El Patriotismo es un pensamiento que vincula a un individuo con su patria. Es el sentimiento que se tiene por la tierra natal o adoptiva al que nos sentimos atados por unos determinados valores, cultura, historia y afectos.
Es el equivalente colectivo al orgullo que siente una persona por pertenecer a una familia o también a una nación. De esta forma podemos definir que PATRIA CHICA es el lazo que une al individuo con su ciudad de nacimiento, en la que creció, echó raíces o donde tiene sus amigos.
Cayetana Fitz-James Stuart, la duquesa de Alba, era una enamorada de Sevilla, donde pasaba la mayor parte del año en su residencia. Murió en la ciudad donde quiso nacer y el pueblo de Sevilla salió a la calle para despedirla por ser muy querida. Ese vínculo del que hablaba es el que sentía Cayetana por esa tierra y sus tradiciones, pero los sentimientos no tienen nada que ver con la cartera, porque su residencia fiscal la tenía en Madrid, en el Palacio de Liria.
Eligió Madrid por la mayor presión fiscal de Andalucía sobre el Impuesto de Sucesiones y, al parecer, pertenece a la Comunidad de Madrid percibir los tributos; mientras la presidenta de Andalucía argumenta que era residente en esa Comunidad por residir 183 días al año. La intención de la Junta de Andalucía es demostrar que Cayetana residía en Sevilla para percibir los impuestos correspondientes. Desconozco cómo podrán demostrar que residió ese número de días, porque no existe formula irrefutable que pueda certificar que la difunta se marchó a Madrid o cualquier otro lugar un periodo de tiempo determinado.
Esos fatídicos días son los que traen de la cabeza a muchos residentes en Ceuta cuando son requeridos para que demuestren a la Agencia Tributaria que residen en Ceuta. Hace unas semanas me encontré a un jubilado que tenía que demostrar que era residente. El hombre, según me cuenta, presentó la escritura de propiedad de la vivienda, pagos de recibo de la comunidad, luz y agua, pero la Agencia le indicaba que el gasto era mínimo, mientras en su residencia de la península tenía un gasto más acorde con la condición de habitabilidad; además de indicarle que realizaba las compras de primera necesidad en la península y que visitaba frecuentemente al médico donde tenía su segunda vivienda.
El jubilado insistía al funcionario que pasaba muchos días fuera de Ceuta por la enfermedad de su esposa, pero ésto no fue óbice para que le convenciera en que sus argumentos no eran válidos para evitar la devolución al Fisco. El funcionario era amigo de la familia y en el transcurso de la conversación -insisto según me cuenta- le definió varios tipos de residentes en la ciudad.

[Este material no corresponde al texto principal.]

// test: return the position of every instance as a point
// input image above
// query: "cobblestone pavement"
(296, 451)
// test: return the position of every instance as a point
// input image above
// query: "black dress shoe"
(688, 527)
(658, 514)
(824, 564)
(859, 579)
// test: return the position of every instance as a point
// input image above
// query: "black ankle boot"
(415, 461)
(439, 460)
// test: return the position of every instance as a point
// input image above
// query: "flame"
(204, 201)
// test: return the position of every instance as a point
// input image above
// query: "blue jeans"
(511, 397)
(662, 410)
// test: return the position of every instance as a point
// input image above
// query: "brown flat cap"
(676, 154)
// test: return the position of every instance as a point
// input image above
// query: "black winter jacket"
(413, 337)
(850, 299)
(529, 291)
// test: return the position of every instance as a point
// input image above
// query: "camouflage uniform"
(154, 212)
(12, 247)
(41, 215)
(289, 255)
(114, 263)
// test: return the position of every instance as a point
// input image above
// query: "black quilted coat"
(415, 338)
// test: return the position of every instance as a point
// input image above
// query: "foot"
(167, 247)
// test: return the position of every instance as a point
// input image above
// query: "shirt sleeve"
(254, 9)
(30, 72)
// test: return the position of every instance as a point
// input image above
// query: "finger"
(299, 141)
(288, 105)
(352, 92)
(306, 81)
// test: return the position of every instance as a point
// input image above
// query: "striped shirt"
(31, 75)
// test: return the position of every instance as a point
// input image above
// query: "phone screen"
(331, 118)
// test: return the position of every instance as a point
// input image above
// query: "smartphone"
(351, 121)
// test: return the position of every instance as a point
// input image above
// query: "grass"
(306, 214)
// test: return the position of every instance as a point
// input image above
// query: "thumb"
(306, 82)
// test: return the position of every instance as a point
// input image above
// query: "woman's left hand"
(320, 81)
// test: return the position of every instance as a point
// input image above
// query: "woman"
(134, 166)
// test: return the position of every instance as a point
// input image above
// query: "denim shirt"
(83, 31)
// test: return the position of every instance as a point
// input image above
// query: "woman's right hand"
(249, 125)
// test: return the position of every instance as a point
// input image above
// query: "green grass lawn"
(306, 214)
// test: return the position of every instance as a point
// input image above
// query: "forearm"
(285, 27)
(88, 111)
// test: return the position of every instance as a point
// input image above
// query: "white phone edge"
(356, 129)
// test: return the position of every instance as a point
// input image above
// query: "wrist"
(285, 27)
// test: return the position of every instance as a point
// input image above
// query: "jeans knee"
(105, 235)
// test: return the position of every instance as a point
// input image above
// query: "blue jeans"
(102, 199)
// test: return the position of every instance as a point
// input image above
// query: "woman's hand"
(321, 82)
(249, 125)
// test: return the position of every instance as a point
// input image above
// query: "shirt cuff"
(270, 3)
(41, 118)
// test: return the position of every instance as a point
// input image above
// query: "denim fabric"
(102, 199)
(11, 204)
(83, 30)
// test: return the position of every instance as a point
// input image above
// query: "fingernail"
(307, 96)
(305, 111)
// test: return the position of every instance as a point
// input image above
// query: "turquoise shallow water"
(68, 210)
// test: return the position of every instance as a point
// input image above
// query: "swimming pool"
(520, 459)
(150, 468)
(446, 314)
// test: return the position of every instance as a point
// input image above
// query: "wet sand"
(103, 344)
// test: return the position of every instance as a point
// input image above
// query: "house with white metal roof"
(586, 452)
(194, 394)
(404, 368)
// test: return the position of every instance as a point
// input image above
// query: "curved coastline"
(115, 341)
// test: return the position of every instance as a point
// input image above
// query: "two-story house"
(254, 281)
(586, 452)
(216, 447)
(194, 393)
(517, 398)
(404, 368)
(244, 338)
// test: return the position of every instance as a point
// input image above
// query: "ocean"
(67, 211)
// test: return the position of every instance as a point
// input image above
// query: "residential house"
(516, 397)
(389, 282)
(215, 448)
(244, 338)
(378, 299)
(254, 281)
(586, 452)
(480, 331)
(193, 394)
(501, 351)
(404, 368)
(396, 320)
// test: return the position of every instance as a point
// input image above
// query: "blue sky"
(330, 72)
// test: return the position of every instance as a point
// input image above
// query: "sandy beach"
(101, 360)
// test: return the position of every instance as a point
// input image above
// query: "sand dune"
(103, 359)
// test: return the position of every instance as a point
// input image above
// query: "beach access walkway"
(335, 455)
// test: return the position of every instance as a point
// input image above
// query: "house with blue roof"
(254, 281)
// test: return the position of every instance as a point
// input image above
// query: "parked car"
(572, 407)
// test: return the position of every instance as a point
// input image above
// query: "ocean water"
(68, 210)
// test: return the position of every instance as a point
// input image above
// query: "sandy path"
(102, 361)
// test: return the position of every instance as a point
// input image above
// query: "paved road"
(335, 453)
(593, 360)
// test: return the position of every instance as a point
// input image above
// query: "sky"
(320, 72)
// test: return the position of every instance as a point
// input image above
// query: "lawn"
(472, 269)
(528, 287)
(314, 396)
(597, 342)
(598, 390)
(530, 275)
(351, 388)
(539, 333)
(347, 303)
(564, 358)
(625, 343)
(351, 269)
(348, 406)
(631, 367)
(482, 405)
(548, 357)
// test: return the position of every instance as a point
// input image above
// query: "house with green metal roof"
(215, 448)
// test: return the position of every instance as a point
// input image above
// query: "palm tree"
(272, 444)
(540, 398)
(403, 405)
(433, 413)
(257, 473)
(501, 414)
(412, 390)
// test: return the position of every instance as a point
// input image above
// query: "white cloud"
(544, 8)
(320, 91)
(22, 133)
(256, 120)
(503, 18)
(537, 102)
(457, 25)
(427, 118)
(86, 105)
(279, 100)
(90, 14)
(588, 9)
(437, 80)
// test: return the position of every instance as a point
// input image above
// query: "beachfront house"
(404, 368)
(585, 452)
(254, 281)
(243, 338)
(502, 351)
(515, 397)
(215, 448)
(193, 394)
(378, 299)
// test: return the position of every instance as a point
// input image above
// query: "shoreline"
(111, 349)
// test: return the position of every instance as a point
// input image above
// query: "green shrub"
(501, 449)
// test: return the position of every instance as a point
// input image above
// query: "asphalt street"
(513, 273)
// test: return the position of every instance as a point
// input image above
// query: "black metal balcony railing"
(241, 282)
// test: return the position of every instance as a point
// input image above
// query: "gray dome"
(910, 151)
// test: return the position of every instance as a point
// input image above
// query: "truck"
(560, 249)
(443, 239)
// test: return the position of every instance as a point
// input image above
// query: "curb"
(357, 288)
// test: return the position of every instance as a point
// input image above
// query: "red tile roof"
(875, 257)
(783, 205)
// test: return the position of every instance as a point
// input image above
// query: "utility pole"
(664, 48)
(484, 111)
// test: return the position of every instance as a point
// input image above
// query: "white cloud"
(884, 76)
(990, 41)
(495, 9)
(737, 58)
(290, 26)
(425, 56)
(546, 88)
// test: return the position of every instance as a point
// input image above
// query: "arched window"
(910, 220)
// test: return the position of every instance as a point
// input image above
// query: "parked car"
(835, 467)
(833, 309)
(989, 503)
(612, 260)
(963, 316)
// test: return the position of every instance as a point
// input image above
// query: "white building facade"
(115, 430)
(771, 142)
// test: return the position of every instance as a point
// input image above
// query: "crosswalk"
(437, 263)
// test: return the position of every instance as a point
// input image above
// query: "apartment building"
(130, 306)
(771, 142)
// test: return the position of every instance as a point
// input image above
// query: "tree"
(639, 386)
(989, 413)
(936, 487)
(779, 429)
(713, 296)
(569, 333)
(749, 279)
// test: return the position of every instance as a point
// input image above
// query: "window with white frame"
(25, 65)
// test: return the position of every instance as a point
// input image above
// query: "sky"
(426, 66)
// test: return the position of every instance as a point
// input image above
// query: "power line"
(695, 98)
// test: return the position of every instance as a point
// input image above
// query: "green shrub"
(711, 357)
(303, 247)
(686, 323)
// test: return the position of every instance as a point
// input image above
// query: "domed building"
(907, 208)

CEUTÍ DE DECLARACIÓN DE LA RENTA: Son personas que han nacido y trabajan en Ceuta, pero su familia –esposa e hijos- viven en Algeciras o península. Sus esposas no necesariamente trabajan, simplemente prefieren vivir fuera de Ceuta.
RESIDENTE JUBILADO DE CASA CERRADA O VERANEO: Son generalmente personas que tienen casas del Estado y tras hacer cuentas le renta más seguir empadronados que dejarlas. Algunos las ceden a hijos sin derecho para que les abonen los gastos de luz, agua e impuestos municipales. A pesar de ser jubilados gozan de buenas pensiones. En este grupo también podemos incluir a familiares jubilados de estos residentes que solidariamente son empadronados para que también puedan desgravarse las retenciones.
RESIDENTE CAMAS CALIENTES: Son trabajadores a turnos que permanecen en Ceuta mientras trabajan, pero no llegan a esos 183 días. Se alojan en viviendas que alquilan entre muchos. Terminado sus turnos retiran las sábanas y dejan las habitaciones al turno que los relevan.
RESIDENTE DE IDA Y VUELTA: Son personas que trabajan en Ceuta, toman el primer barco de la mañana y terminada su jornada laboral regresan por la tarde.
Cientos de residentes en Ceuta son requeridos para demostrar su legal residencia. Hasta ahora, desconozco cómo finalizarán los expedientes que se están tramitando, porque son muchos los que me comentan que sus abogados les indican que se están vulnerando los derechos de estas personas, pero sea como sea, algún día finalizaran y nos enteraremos si se trata de la correcta aplicación de una normativa tributaria o simplemente es una metedura de pata de la Administración.
*Juan Amado González (vocal del consejo)
Cayetana, desde el cielo, se preguntará: ¿Cómo no conté mejor los días? El dinero, al parecer, no sabe de sentimientos.